Purpose : Recent work suggests that the vitamin B3 derivative nicotinamide (NA) ameliorates an age-related macular degeneration (AMD) phenotype in retinal pigment epithelium (RPE) cells derived from induced pluripotent stem cells (iPSCs) (Saini et al., 2018). While NA is a frequent supplement in RPE culture media for its property to enhance iPSC-RPE differentiation, it may inadvertently disguise molecular phenotypes in cellular models of RPE pathologies. We therefore aimed to investigate the effects of NA depletion on RPE cell integrity and functionality as well as oxidative stress susceptibility in iPSC-RPE cell lines categorized into extremes of high or low genetic risk for AMD.

Methods : iPSC-RPE cells were cultivated on transwell inserts and depleted of NA one week after seeding. Oxidative stress was induced by sodium iodate (SI) treatment. RPE cell layer integrity and functionality was analyzed by transepithelial resistance (TEER) measurements, immunocytochemistry and a photoreceptor outer segment (POS) phagocytosis assay. mRNA expression of markers for RPE cell faith, complement cascade and oxidative stress response was measured by qRT-PCR and verified by Western Blot and ELISA.
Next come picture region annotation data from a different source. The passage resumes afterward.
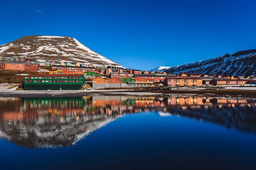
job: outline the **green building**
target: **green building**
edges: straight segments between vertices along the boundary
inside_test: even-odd
[[[46,61],[45,62],[46,66],[50,66],[50,62],[48,61]]]
[[[99,74],[95,73],[93,71],[88,71],[84,73],[84,75],[86,76],[99,76]]]
[[[95,78],[96,77],[99,77],[99,74],[90,71],[88,71],[84,73],[84,77],[85,78]]]
[[[135,83],[135,80],[131,78],[127,77],[125,78],[122,79],[121,81],[121,83]]]
[[[84,83],[82,74],[29,74],[25,77],[24,90],[79,90]]]

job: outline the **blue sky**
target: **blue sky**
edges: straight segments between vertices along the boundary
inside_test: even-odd
[[[0,44],[73,37],[126,67],[149,70],[256,48],[255,1],[5,1]]]

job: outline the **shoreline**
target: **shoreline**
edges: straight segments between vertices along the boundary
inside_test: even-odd
[[[0,97],[78,97],[114,95],[207,95],[256,99],[256,90],[234,89],[211,90],[148,89],[92,89],[78,90],[6,90],[0,91]]]

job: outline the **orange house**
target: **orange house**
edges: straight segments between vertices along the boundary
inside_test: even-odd
[[[73,72],[72,74],[84,74],[84,73],[80,71],[77,71]]]
[[[116,78],[111,78],[108,79],[108,83],[121,83],[121,80]]]
[[[107,80],[102,78],[97,77],[93,80],[93,88],[106,88],[107,84]]]
[[[147,78],[140,77],[135,79],[135,83],[153,83],[153,82]]]
[[[56,70],[54,71],[50,71],[49,74],[62,74],[62,70]]]
[[[62,72],[62,74],[72,74],[73,72],[70,71],[65,71]]]

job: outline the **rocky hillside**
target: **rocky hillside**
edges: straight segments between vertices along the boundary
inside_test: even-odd
[[[92,63],[95,66],[120,65],[92,51],[75,38],[67,37],[23,37],[0,45],[0,56],[24,58]]]
[[[189,72],[209,75],[254,75],[256,74],[256,50],[226,54],[211,59],[171,67],[161,71],[174,74]]]

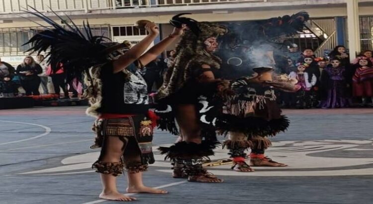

Results : NA depletion had no influence on RPE monolayer integrity as shown by immunocytochemistry and TEER measurement. Upon NA depletion RPE markers BEST1 and RPE65 were down regulated, whereas expression of complement markers CFH and C3 and oxidative stress markers HMOX1 and NQO1 were increased. These changes were reversible by reintroducing NA. Intriguingly, cells depleted of NA showed an increased uptake of POS. Oxidative stress was induced by SI treatment. Cells depleted of NA did not show a more pronounced stress response than cells cultivated in presence of NA. Cell lines with different genetic AMD risk scores did not show differences for any of the parameters addressed.

Conclusions : While NA decreases baseline expression of oxidative stress response and complement cascade marker genes in iPSC-RPE the cellular responses to SI mediated oxidative stress remain unmodified. Additionally, RPE cells depleted of NA showed a much higher POS phagocytosis than cells cultivated with NA. It thus remains elusive if the beneficial effect of NA on oxidative stress and complement regulation makes it a suitable therapeutic agent for AMD.

This abstract was presented at the 2022 ARVO Annual Meeting, held in Denver, CO, May 1-4, 2022, and virtually.